Sevgi, aynı zamanda keyif almayı da içerir. Birey, zaten keyif aldığı şeyleri, sevdikleriyle paylaşırken, yaptığı şeylerin yanı sıra bu eşlikçinin varlığından da memnuniyet duyar. Burada herhangi bir şey yapmak zorunda değildir. Sevilen kişinin varlığı kendiliğinden bir mutluluk kaynağıdır. Fakat duygusal boşluk yaşayan birey, karşı taraftan bir "kurtarıcı" beklentisi içinde olur ve bu yüzden ilişkiye dair yüksek beklentilere sahip olabilir. Bu durum karşı tarafın varlığının yalnız başına yeterli olmamasına yol açar.

Sevgiyle kurulan ilişkiler, merak ve keşif duygusunu da beraberinde getirir. Her iki taraf da birbirini tanımak, zamanla daha fazla keşfetmek ister. Duygusal boşlukla kurulan ilişkilerde ise merak minimalken, yoğun bir "alma isteği" ön plandadır.

Sevgi, özlem duygusunu beraberinde getirirken; duygusal boşluk üzerine kurulu ilişkiler, yalnızlık korkusunu besler. Birey, karşı tarafa öylesine bağlanır ki, yokluğunda boşluk hissetme derecesi artar.

Özetle; ihtiyaç odaklı duygusal boşluk ilişkileri, zamanla bireyi dışa bağımlı ve çaresiz bir duruma düşürebilir. Bu tür ilişkiler için kendi benliğinden feragat etmek kaçınılmaz hale gelebilir. Ancak sevgiyle tesis edilen ilişkiler, her iki tarafın da yaşamına katkıda bulunur; bireyler, kendileriyle daha derin bir bağ kurarak gelişim gösterir.

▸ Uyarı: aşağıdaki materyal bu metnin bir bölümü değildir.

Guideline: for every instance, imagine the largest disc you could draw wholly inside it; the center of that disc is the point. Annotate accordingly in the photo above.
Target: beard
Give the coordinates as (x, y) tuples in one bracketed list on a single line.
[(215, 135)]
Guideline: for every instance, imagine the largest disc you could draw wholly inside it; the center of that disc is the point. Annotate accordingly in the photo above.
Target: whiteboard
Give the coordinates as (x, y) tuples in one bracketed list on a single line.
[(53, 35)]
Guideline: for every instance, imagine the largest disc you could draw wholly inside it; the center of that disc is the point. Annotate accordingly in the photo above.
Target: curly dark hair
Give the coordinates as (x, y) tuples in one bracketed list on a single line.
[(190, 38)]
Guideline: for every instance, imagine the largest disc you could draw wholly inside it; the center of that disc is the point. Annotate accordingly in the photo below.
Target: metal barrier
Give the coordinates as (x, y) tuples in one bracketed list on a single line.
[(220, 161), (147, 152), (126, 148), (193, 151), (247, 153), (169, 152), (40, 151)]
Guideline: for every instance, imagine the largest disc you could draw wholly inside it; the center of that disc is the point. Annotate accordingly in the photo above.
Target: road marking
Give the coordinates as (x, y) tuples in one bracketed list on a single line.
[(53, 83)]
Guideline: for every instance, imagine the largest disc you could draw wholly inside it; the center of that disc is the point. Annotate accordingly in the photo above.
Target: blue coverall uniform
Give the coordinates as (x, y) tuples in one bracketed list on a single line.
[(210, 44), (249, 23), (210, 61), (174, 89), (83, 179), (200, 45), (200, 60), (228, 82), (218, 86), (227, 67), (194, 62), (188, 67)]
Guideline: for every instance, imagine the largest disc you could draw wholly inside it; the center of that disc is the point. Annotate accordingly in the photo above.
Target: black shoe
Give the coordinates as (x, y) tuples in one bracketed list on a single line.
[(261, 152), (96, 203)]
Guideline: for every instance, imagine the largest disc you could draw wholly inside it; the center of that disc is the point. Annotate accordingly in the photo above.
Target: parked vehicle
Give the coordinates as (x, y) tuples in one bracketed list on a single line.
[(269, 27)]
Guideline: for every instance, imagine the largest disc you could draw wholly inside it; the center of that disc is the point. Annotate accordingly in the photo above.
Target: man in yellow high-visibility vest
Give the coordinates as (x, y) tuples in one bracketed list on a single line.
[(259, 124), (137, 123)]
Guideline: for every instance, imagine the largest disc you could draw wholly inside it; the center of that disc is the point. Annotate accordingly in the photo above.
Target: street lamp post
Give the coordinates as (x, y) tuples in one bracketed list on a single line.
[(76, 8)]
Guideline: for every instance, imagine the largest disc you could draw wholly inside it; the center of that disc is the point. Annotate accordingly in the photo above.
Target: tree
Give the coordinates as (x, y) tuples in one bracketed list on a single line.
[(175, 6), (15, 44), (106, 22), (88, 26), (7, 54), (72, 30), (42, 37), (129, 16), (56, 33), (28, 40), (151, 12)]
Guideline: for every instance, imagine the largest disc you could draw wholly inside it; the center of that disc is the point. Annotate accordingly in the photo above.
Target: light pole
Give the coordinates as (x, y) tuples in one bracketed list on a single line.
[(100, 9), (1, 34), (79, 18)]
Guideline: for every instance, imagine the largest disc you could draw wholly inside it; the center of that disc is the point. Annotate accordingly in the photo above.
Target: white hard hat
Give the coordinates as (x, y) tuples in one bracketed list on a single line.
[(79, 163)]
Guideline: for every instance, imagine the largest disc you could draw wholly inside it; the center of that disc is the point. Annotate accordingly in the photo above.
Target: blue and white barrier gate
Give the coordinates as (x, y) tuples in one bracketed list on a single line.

Hayatınızda benzer ilişki dinamikleri yaşıyor ve sonrasında kendinizden uzaklaştığınızı hissediyorsanız, bir dışa yöneliş yerine kendi benliğinize bir yolculuk yaparak, ilişkiniz dinamiklerini inceleyebilir ve kendinizle sevgi dolu ve güvenli bir bağ kurmayı hedefleyebilirsiniz. Bu bağı güçlendirmek sizin elinizde!

Unutmayın; içten gelen sevgi, dışarıya yansır. Ne kadar kendinizle bağlantıda olursanız, dış dünya ile de sevgi dolu ve güvenli ilişkiler kurma şansınız artar.